= Bhiwandi taluka =

Bhiwandi taluka is a taluka in Thane district of Maharashtra in Konkan division. It contains the city of Bhiwandi.

==Thane district==
Until 31 July 2014, Thane was the country's most populous district with a population of over 12 Million. On 1 August 2014, the talukas of Mokhada, Jawahar, Talasari, Vikramgadh, Wada, Dahanu, Palghar and Vasai were separated from the erstwhile Thane district to form a new district Palghar. The talukas Thane, Bhiwandi, Kalyan, Ulhasnagar, Ambernath, Murbad and Shahapur were retained in Thane district.

==Demographics==

Bhiwandi taluka has a population of 1,141,386 according to the 2011 census. Bhiwandi had a literacy rate of 79.31% and a sex ratio of 746 females per 1000 males. 863,740 (75.67%) lived in urban areas.

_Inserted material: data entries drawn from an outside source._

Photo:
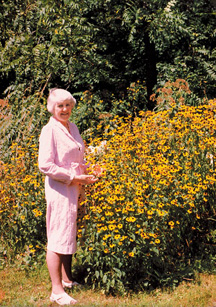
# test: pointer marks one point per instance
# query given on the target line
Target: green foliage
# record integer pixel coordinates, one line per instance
(151, 215)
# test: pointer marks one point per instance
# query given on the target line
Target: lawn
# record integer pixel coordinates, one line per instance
(21, 288)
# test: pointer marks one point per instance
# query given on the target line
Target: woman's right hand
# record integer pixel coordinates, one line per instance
(84, 179)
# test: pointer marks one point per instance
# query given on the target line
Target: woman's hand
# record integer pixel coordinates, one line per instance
(84, 179)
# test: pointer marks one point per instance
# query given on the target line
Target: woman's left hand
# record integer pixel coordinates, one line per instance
(84, 179)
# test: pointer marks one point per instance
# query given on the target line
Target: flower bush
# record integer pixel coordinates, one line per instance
(151, 214)
(22, 203)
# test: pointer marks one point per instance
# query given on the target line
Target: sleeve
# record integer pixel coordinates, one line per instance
(46, 158)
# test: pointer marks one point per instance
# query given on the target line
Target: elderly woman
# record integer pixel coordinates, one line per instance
(61, 159)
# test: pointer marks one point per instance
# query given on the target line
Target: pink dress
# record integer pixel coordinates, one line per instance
(61, 156)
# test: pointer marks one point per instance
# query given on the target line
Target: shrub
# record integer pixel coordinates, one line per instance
(22, 204)
(151, 214)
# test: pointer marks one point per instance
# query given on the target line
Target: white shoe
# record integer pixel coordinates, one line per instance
(69, 284)
(62, 299)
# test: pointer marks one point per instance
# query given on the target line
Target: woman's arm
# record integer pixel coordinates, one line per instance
(47, 150)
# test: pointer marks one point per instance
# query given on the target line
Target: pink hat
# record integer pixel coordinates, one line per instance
(58, 95)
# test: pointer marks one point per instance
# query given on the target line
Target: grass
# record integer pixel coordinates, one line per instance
(32, 289)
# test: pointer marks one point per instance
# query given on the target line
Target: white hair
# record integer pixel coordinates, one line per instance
(58, 95)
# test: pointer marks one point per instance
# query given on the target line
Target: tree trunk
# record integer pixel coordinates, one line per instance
(151, 72)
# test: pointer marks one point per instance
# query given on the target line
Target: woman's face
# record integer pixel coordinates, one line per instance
(62, 110)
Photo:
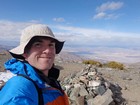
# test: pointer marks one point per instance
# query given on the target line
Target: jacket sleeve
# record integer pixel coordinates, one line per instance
(19, 91)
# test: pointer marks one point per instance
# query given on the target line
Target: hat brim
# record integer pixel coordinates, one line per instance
(19, 50)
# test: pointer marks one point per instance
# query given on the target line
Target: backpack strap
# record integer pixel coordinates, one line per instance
(40, 96)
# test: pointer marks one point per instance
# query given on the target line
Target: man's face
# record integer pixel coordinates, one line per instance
(41, 55)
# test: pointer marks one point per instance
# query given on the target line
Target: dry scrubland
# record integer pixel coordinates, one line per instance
(128, 79)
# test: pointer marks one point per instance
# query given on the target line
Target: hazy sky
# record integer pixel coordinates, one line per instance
(79, 22)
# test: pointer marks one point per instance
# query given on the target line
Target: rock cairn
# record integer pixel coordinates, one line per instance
(88, 87)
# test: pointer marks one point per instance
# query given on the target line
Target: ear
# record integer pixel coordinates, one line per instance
(25, 55)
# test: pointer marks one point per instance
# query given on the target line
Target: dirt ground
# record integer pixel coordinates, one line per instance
(128, 80)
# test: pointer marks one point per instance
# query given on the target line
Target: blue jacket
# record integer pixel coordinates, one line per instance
(21, 91)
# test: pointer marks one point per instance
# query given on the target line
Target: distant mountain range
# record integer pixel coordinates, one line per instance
(102, 54)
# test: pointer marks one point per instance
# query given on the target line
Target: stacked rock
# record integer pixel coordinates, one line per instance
(88, 87)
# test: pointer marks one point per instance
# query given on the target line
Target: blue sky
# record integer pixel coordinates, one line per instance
(80, 22)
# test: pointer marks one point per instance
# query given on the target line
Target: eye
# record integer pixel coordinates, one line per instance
(37, 44)
(52, 45)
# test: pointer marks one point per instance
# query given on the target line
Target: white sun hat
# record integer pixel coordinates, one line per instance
(31, 31)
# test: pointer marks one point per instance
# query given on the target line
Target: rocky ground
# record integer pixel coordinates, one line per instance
(128, 80)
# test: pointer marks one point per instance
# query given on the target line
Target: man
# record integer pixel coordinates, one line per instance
(34, 59)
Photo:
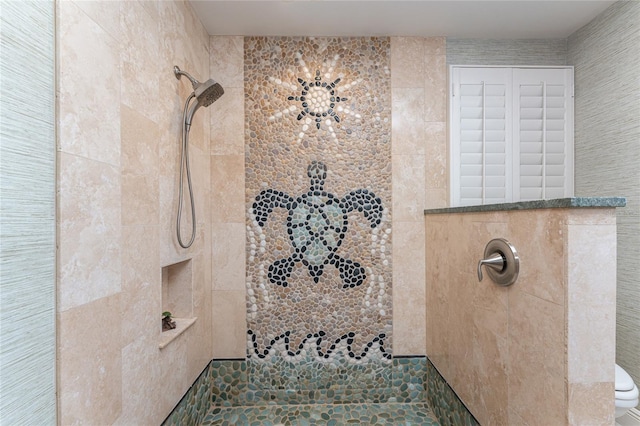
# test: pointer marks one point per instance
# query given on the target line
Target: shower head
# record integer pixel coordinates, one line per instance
(205, 93)
(208, 92)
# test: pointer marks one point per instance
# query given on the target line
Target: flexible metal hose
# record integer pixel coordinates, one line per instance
(184, 164)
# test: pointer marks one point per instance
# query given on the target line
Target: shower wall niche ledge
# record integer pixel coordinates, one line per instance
(182, 324)
(177, 298)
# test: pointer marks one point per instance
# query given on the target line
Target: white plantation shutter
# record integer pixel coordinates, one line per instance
(512, 134)
(484, 136)
(543, 123)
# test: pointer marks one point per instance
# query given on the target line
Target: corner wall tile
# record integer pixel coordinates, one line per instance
(89, 113)
(90, 363)
(229, 335)
(89, 197)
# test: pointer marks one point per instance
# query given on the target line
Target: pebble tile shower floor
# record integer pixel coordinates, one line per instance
(225, 395)
(333, 414)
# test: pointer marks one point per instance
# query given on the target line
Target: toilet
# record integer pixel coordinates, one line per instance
(626, 392)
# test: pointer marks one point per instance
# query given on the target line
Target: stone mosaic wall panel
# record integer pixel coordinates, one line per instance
(318, 193)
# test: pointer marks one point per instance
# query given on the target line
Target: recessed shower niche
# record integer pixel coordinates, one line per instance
(177, 298)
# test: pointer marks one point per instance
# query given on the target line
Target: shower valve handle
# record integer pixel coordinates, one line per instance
(502, 262)
(495, 262)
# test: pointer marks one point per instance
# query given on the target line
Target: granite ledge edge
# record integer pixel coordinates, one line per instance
(558, 203)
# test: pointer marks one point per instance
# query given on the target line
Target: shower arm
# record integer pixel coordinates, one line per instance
(179, 73)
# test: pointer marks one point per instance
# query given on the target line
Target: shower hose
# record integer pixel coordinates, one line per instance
(184, 164)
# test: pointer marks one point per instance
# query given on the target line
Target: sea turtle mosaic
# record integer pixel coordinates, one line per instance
(316, 226)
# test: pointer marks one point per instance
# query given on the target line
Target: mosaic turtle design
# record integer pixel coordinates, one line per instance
(316, 225)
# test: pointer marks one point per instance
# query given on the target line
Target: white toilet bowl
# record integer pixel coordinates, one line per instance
(626, 392)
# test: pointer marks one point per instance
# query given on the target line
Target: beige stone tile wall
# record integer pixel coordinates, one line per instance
(420, 176)
(528, 353)
(119, 121)
(228, 210)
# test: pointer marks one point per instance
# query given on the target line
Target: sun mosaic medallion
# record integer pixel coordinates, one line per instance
(320, 105)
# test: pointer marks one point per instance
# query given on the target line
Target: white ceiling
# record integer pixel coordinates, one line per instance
(512, 19)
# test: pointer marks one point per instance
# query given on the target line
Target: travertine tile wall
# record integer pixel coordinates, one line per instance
(419, 180)
(119, 124)
(606, 57)
(228, 212)
(542, 350)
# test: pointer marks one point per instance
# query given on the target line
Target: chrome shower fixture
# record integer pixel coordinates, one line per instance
(205, 94)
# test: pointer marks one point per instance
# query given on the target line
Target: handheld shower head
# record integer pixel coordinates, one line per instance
(205, 93)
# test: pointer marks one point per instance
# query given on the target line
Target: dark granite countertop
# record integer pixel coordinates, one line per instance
(559, 203)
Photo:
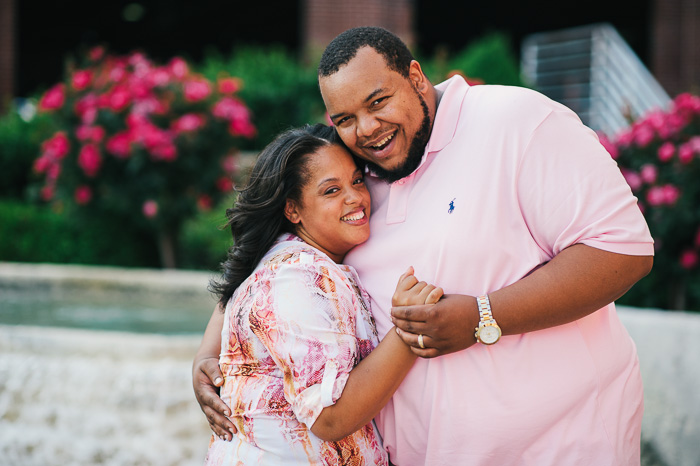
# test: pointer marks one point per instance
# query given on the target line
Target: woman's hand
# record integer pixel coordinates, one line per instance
(410, 291)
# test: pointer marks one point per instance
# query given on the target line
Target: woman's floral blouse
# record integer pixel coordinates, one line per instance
(292, 333)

Scheduled Castes and Scheduled Tribes make up 3.76% and 8.12% of the population respectively.

At the time of the 2011 Census of India, 34.67% of the population in the district spoke Marathi, 34.15% Urdu, 17.78% Hindi, 4.39% Telugu, 2.41% Gujarati, 2.23% Bhojpuri and 1.40% Marwari as their first language.